Alvarez, who is also The Ring and the lineal middleweight champion, won’t fight again in 2016 due to a fracture in his thumb following his impressive win over Smith, beating the 28-year old Liverpool-based fighter with a 9th round TKO. Already appearing twice in 2016, Alvarez wasn’t likely to fight again this year, which further established him as a mauler of British fighters (beat Amir Khan as well) and the biggest PPV draw in the sport outside of Pacquiao, who is in and out in terms of being fully committed to boxing.

Alvarez is 26, and while he loves fighting light middleweights, he belongs in the 160 category, where Golovkin roams and dominates. The 34-year old Kazakhstani, a silver medalist from the 2004 Athens Olympics, is 36-0 as a pro, winning 33 of his fights by knockout. He fought Dominic Wade back in April, winning in the second round, and destroyed Kell Brook 10 days ago, leaving the previously undefeated British boxer dazed and confused, with the fight stopped in the fifth round. Golovkin has said a number of times he wants to fight Alvarez. Unlike Khan and Brook who had to go well beyond their natural weight to get the big fights, Golovkin and Alvarez are just fine at 160. Someone doesn’t want this fight to happen.

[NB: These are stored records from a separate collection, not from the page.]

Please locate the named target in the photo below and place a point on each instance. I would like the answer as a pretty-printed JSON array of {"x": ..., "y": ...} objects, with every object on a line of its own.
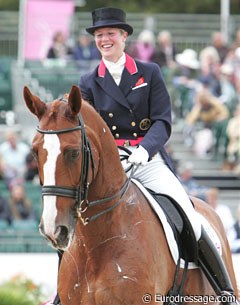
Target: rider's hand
[{"x": 139, "y": 156}]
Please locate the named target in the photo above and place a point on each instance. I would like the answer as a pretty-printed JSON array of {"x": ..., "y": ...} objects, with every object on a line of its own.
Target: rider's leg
[{"x": 156, "y": 176}]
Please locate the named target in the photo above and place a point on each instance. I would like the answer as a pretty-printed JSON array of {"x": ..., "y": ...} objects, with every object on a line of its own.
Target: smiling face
[{"x": 110, "y": 42}]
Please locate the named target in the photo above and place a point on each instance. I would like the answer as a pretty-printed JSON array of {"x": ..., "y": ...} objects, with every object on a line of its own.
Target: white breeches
[{"x": 157, "y": 176}]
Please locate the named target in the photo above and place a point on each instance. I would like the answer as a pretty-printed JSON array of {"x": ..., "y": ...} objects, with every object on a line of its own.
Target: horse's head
[{"x": 60, "y": 146}]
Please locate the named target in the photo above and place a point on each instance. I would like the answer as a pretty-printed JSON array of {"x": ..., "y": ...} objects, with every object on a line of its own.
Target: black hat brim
[{"x": 124, "y": 26}]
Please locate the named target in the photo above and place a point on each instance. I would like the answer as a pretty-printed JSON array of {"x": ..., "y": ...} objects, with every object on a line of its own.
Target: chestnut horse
[{"x": 115, "y": 250}]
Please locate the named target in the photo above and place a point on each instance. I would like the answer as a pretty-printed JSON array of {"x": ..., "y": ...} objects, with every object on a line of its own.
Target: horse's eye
[{"x": 72, "y": 155}]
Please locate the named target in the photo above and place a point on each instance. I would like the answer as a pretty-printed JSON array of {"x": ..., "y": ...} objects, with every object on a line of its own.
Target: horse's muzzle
[{"x": 60, "y": 239}]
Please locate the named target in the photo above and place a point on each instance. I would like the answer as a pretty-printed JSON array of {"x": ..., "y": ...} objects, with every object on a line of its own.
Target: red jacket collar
[{"x": 130, "y": 65}]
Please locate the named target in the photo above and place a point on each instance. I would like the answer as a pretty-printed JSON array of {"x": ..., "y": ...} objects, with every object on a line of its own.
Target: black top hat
[{"x": 109, "y": 17}]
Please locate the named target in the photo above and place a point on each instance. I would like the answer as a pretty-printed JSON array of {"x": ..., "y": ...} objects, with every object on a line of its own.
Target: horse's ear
[
  {"x": 75, "y": 100},
  {"x": 34, "y": 104}
]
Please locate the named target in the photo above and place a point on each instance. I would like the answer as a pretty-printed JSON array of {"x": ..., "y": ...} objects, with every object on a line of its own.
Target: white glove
[{"x": 139, "y": 156}]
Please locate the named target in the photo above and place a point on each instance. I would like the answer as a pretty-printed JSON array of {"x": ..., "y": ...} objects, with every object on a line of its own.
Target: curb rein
[{"x": 81, "y": 194}]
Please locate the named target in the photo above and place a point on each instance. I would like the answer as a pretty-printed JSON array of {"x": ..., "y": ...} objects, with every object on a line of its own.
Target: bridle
[{"x": 80, "y": 193}]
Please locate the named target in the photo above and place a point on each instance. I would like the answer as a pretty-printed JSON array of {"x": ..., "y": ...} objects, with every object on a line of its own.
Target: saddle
[{"x": 181, "y": 227}]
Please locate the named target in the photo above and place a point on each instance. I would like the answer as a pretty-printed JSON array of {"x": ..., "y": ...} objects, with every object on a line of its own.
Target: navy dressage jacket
[{"x": 139, "y": 107}]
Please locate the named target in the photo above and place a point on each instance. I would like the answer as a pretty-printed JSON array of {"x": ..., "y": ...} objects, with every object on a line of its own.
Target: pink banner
[{"x": 43, "y": 18}]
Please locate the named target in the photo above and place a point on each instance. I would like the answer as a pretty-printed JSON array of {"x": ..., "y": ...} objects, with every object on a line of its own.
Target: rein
[{"x": 80, "y": 193}]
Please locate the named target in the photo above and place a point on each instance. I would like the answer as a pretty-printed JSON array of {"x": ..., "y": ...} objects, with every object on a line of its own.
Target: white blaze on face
[{"x": 52, "y": 145}]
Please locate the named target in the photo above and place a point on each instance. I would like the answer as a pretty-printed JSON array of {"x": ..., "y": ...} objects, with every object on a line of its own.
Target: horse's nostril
[{"x": 61, "y": 233}]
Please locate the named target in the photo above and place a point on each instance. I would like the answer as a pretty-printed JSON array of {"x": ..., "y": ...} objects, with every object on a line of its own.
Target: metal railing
[{"x": 188, "y": 30}]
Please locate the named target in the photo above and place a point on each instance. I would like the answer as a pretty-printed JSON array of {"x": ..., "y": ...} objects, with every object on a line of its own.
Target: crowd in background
[
  {"x": 204, "y": 86},
  {"x": 205, "y": 93}
]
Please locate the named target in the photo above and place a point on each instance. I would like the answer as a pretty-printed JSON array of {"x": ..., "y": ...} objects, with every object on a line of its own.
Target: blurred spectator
[
  {"x": 235, "y": 244},
  {"x": 59, "y": 48},
  {"x": 228, "y": 93},
  {"x": 223, "y": 212},
  {"x": 192, "y": 187},
  {"x": 236, "y": 42},
  {"x": 209, "y": 110},
  {"x": 20, "y": 205},
  {"x": 85, "y": 49},
  {"x": 13, "y": 154},
  {"x": 209, "y": 69},
  {"x": 165, "y": 51},
  {"x": 5, "y": 212},
  {"x": 143, "y": 48},
  {"x": 31, "y": 168},
  {"x": 233, "y": 133},
  {"x": 219, "y": 43},
  {"x": 185, "y": 80}
]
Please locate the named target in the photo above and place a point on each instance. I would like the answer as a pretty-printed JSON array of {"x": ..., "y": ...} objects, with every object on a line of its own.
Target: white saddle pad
[{"x": 168, "y": 230}]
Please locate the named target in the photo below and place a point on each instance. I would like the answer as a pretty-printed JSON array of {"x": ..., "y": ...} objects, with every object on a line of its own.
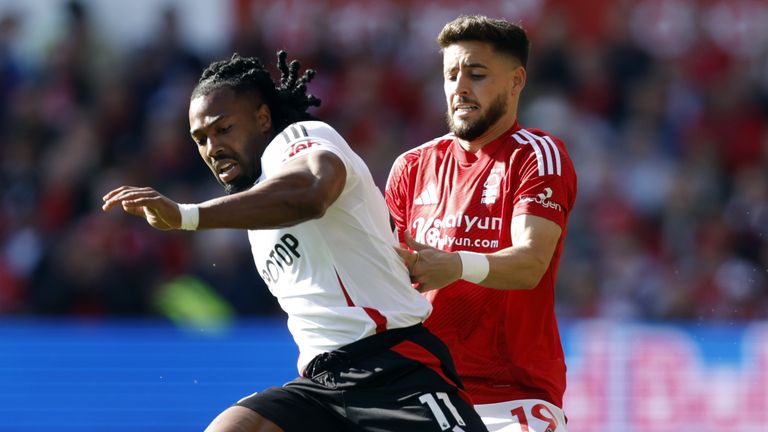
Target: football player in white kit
[{"x": 321, "y": 240}]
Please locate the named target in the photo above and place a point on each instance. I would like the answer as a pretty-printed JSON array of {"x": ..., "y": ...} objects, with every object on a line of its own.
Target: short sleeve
[{"x": 547, "y": 181}]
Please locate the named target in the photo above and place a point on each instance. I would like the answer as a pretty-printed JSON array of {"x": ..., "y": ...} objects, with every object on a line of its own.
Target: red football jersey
[{"x": 505, "y": 343}]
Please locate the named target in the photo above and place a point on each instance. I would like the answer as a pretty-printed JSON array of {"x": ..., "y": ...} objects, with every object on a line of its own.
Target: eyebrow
[
  {"x": 207, "y": 124},
  {"x": 470, "y": 65}
]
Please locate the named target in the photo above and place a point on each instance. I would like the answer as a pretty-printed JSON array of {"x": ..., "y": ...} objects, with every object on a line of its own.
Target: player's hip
[{"x": 532, "y": 415}]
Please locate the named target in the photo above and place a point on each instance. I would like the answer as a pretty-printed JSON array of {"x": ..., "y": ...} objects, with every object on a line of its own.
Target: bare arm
[
  {"x": 520, "y": 266},
  {"x": 303, "y": 190}
]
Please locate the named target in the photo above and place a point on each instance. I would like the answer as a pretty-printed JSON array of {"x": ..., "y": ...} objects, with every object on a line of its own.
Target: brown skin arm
[
  {"x": 517, "y": 267},
  {"x": 303, "y": 190}
]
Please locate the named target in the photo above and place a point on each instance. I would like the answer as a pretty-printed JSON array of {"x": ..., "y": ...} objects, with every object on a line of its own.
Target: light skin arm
[
  {"x": 517, "y": 267},
  {"x": 303, "y": 190}
]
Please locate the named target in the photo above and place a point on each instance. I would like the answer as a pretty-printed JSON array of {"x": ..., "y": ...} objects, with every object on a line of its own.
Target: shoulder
[
  {"x": 548, "y": 150},
  {"x": 310, "y": 128},
  {"x": 537, "y": 137}
]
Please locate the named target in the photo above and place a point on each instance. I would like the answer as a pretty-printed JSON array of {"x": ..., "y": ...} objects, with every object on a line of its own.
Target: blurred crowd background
[{"x": 663, "y": 105}]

The assumption is that it’s Alvarez. The Golden Boy for Golden Boy promotions has one loss on his record, getting completely outboxed by Floyd Mayweather in 2013, a fight Canelo probably headed into way before he should have. Right now, despite the power and durability he shows when fighting smaller guys, it seems that Golovkin would be too much for him. In 36 fights Golovkin isn’t just undefeated. He’s never been actually hurt by anyone, or at least he’s hiding it too well, despite not being too strict about defense. He’s quite open to getting hit. He simply doesn’t get shaken up, and delivers twice as worse to anyone facing him.

The fear here is that such a big fight both in terms of quality and financially will waste away. Golovkin is going to start declining at some point, and that day isn’t far away. Sergio Martinez didn’t get the big fight until he was way over the hill, beaten by Miguel Cotto. Alvarez beat Cotto last year in a fight that drew close to 1 million PPV buys. Golovkin doesn’t have the drawing power of Cotto, but Alvarez alone is a huge name these days, and the prospect of the biggest middleweight fight in years, with Golovkin holding the WBA, IBF, IBO and WBC middleweight titles, will help unify the division championship.

In a sport so violent, where a bad fight could end up in a career-changing beating, Alvarez might be doing the right thing, even if it means he’s running scared from a presumably better fighter. Maybe Golovkin not moving up to face Andre Ward deserves the same criticism, but he’s classic at Middleweight – why should he move? Alvarez seems natural at the 160 too, but for some reason, maybe financial ones, he’s drawing this one out, maybe waiting for Golovkin to show some sort of weakness against someone else.